Sans la nommer. Je voudrais vous parler d’elle. Mais chaque mot que je prononce contient son nom, sa présence. Je ne sais que parler. Si je parle, je parle d’elle.
Sans la nommer. Je voudrais vous parler mais je dois me taire. Taire sa façon de marcher, taire sa façon de croire, de porter une robe d’été, de laisser ses yeux se perdre dans le rien, taire sa façon de manger un fruit mûr et lécher ses doigts.
Sans la nommer. Je voudrais vous parler d’elle. Sans rien dire des petits riens qui situent les écoles dans leurs banlieues, les routes vers les maisons, les fleuves à travers les villes, les époques, les ciels.
Sans la nommer. Je voudrais dire les instants. Mes paroles trouées s’inscrivent dans la fiction. Son nom s’efface, il s’éloigne, il n’existe plus. Dans l’ombre, sa silhouette penchée vers vous, vivante.
Sans la nommer. Je voudrais entendre ses questions, tout ce que nous ses amies avons adoré, son mystère, sa manière d’aborder les choses, sa voix, une façon de froncer les sourcils mécontente de nos initiatives.

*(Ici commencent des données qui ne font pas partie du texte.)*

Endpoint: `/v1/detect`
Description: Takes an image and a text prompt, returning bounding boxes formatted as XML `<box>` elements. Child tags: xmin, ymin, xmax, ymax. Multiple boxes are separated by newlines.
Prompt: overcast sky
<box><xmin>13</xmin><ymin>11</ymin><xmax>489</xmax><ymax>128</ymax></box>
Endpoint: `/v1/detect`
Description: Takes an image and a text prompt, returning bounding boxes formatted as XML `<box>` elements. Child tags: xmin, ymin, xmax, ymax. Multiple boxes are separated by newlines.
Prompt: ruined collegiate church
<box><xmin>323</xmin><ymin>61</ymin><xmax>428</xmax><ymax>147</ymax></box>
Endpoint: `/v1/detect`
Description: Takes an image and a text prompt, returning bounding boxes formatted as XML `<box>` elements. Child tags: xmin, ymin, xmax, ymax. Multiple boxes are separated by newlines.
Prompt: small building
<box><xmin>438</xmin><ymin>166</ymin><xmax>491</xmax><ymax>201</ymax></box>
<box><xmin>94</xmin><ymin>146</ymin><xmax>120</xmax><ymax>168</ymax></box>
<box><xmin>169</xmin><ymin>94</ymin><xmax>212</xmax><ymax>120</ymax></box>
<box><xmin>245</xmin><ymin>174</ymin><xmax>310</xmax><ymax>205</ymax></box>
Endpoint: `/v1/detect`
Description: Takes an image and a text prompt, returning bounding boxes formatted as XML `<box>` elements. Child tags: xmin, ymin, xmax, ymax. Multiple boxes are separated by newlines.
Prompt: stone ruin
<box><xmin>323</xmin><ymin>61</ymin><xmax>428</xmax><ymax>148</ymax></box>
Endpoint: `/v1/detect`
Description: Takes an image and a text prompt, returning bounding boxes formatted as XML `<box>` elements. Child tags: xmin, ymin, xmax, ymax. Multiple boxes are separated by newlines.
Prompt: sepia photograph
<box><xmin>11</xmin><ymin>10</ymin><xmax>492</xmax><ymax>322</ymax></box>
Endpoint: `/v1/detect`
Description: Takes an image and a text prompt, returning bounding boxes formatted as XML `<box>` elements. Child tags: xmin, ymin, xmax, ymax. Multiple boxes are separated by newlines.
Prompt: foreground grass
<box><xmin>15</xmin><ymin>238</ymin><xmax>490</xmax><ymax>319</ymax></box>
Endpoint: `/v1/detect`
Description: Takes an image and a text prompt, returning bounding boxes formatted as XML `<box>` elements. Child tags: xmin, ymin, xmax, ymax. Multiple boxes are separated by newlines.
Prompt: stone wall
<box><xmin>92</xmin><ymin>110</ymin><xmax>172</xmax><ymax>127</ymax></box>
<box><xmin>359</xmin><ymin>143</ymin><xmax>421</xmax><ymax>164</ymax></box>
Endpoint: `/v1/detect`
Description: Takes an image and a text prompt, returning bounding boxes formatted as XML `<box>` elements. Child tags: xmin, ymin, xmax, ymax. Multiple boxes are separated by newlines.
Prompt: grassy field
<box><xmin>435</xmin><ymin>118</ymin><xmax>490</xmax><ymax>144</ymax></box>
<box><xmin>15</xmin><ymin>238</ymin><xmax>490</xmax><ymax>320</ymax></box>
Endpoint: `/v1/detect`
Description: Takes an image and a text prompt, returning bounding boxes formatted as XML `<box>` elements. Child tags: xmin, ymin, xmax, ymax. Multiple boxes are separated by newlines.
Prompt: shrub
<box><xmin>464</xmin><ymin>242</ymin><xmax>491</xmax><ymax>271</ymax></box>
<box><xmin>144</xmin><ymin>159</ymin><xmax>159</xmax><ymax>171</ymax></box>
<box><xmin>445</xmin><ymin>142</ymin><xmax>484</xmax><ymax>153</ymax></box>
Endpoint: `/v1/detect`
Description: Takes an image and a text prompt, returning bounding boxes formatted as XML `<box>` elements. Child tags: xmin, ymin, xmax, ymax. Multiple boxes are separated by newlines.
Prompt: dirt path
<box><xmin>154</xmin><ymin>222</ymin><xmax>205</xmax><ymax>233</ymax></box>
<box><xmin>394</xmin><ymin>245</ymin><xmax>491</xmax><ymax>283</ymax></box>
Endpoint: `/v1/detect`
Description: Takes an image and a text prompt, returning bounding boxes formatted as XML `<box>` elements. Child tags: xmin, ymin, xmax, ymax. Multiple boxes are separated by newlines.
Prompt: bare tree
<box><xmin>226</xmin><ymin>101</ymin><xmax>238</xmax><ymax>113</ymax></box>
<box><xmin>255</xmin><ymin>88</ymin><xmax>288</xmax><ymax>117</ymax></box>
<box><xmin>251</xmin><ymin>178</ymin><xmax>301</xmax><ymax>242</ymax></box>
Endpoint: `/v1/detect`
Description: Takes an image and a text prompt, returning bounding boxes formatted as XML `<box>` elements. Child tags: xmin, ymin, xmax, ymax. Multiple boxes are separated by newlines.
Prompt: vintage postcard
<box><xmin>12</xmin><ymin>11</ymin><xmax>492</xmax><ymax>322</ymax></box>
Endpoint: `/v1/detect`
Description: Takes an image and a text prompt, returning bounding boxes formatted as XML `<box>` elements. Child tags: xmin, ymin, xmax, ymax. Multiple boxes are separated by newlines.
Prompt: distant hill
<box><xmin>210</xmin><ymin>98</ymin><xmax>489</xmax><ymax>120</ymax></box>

Sans la nommer. Je voudrais lister tous les pays parcourus seule ou avec ses amies de voyage : la Grèce, la Turquie, la Malaisie, l’Indonésie, L’Égypte, le Liban, la Jordanie, la Colombie, l’Argentine, le Mexique, les États-Unis, la Thaïlande, le Maroc, la Tunisie, l’Espagne, l’Italie, les pays de l’Europe de l’Est, quelques pays de l’Europe du Nord. À propos de la Chine, ayant abandonné mon tour de voyage avec elle, je ne sais plus si elle a maintenu la destination.
Sans la nommer. Je voudrais parler longtemps. Dire et encore. Tout ce qui est et tout ce qui est oublié. L’amitié amochée, la maladie et le dernier soir d’été avant le coup de fil. Les mot de l’annonce sans surprise Hier, à l’heure des feux d’artifices.
La fin, comme une guillotine, dure, mais touchante. Et ces feux d’artifice, comme dernier salut, célébration de celle qu’elle était ? Et la fin, encore, qui ramène à revenir au début du texte pour mieux encore s’approprier les phrases, les paragraphes, qui à la première lecture laissent planer le doute, un mystère, qui est-elle, on veut savoir, et puis cette impression de mieux la connaître à la seconde lecture.
Merci, et bravo pour votre ténacité dans tenir le rythme de l’atelier.
Joie de partager ces moments d’écriture-lecture avec vous.
superbe (et le détail de ces « paroles trouées »)
Très beau, et vraiment ce fil conducteur de l’amie malade qu’on suit. Qu’on sent que tu fouilles, poursuis, étire. On le suit aussi
« Mes paroles trouées s’inscrivent dans la fiction. Son nom s’efface, il s’éloigne, il n’existe plus. » – vraiment très bien vu, j’espère que vous allez continuer à écrire sur elle
Merci de vos retours de lectures,
Ils sont très aidants pour un projet en cours sur une base moulte fois reprise puis laissée depuis plus longtemps encore, et… qui avance bien, (quel mot !) en tout cas qui avance
beaucoup d’émotion à te lire, merci!